One night in August 1971, 28 people (including four Catholic priests and a Lutheran minister, the rest Catholic laypeople save one) entered the U.S. federal building in Camden, New Jersey. While some acted as lookouts and others served as communications coordinators, the rest of the group raided the offices of the draft board, spilling out hundreds of cards containing information about young men slated for conscription.
Planning had taken months. Using experience from previous acts of civil disobedience intended to stop the Vietnam War, they carefully considered all the details necessary to pull off this dramatic event. It would be the biggest, most extensive ruin of draft files yet, which was the simplest and most direct way to compromise the war system.
What they didn't count on was that one of their friends and co-conspirators would be an FBI informant.
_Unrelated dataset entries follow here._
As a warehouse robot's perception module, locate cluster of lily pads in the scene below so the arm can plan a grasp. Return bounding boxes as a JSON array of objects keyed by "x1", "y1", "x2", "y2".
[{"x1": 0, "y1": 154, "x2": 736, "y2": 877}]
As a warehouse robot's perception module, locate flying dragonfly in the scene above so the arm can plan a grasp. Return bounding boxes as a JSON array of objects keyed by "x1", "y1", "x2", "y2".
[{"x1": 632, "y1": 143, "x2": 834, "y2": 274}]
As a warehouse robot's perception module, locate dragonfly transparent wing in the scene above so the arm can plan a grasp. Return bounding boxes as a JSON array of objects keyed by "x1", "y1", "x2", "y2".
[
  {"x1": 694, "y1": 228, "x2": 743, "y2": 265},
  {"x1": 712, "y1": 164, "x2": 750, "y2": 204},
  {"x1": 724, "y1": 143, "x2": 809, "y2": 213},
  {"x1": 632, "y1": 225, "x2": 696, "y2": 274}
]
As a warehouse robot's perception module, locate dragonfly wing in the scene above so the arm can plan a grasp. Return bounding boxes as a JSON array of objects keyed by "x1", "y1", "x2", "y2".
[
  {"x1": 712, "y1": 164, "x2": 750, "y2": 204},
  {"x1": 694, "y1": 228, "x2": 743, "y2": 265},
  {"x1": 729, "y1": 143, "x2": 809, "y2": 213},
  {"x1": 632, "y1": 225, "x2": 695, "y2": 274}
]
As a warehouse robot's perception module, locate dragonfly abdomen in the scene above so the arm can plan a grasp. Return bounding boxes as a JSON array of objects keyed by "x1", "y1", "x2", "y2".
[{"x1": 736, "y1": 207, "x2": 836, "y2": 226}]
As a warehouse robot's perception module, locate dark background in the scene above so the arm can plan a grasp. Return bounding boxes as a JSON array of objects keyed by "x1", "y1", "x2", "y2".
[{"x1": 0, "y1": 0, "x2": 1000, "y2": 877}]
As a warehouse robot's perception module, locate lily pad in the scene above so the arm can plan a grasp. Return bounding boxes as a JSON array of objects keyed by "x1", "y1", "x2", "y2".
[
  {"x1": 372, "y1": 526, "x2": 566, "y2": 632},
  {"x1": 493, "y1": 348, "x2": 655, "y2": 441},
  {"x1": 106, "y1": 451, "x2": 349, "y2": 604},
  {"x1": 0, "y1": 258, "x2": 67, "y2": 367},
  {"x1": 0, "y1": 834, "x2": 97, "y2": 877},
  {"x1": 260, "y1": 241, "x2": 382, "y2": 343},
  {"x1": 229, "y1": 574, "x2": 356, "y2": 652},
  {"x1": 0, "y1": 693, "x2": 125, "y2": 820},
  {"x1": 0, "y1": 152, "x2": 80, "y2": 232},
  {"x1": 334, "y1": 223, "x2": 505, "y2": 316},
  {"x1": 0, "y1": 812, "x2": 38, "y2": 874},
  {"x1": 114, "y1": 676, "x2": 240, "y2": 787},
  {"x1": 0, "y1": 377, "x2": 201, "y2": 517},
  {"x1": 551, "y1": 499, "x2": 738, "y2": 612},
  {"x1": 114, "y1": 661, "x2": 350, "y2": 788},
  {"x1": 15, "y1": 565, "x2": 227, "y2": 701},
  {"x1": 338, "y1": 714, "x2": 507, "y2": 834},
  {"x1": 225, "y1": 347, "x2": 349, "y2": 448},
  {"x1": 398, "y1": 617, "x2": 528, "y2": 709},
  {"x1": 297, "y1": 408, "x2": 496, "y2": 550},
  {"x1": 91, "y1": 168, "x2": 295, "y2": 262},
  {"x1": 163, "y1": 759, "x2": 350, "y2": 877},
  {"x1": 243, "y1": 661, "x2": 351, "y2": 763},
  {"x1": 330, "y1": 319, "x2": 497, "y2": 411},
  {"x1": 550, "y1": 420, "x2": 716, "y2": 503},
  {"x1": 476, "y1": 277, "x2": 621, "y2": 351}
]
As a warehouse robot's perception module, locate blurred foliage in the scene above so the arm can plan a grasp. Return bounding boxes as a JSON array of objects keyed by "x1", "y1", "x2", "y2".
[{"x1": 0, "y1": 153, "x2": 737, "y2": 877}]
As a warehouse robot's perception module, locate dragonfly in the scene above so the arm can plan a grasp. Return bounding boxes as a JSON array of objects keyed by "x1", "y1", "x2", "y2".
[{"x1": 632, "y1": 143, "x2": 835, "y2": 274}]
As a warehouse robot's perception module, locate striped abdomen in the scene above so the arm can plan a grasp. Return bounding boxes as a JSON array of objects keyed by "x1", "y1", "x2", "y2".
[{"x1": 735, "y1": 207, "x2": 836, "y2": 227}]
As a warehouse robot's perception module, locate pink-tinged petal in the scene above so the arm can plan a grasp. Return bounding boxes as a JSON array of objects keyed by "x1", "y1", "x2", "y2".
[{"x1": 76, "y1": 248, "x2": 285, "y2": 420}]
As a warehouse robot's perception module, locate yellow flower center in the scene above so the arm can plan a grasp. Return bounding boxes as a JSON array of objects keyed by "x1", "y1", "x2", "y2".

Their dismantling of the draft board files was interrupted by federal agents, and all of the participants (except the informant) were arrested and charged.
That event of the Vietnam-era antiwar movement, along with the participants' subsequent trial—a fascinating court case, its details sadly forgotten today—is lovingly studied in Anthony Giacchino's new film, The Camden 28. Footage includes recent interviews with several of the activists, the FBI agent assigned to the case, and the FBI informant, plus grainy photos, newspaper clippings, and film from the early 1970s, including the trial.
Left unsaid, but obvious to any observer, are the clear parallels between the frustration of the antiwar movement of the early 1970s and the nearly identical distress of those who challenge the U.S. government on its Iraq policies today.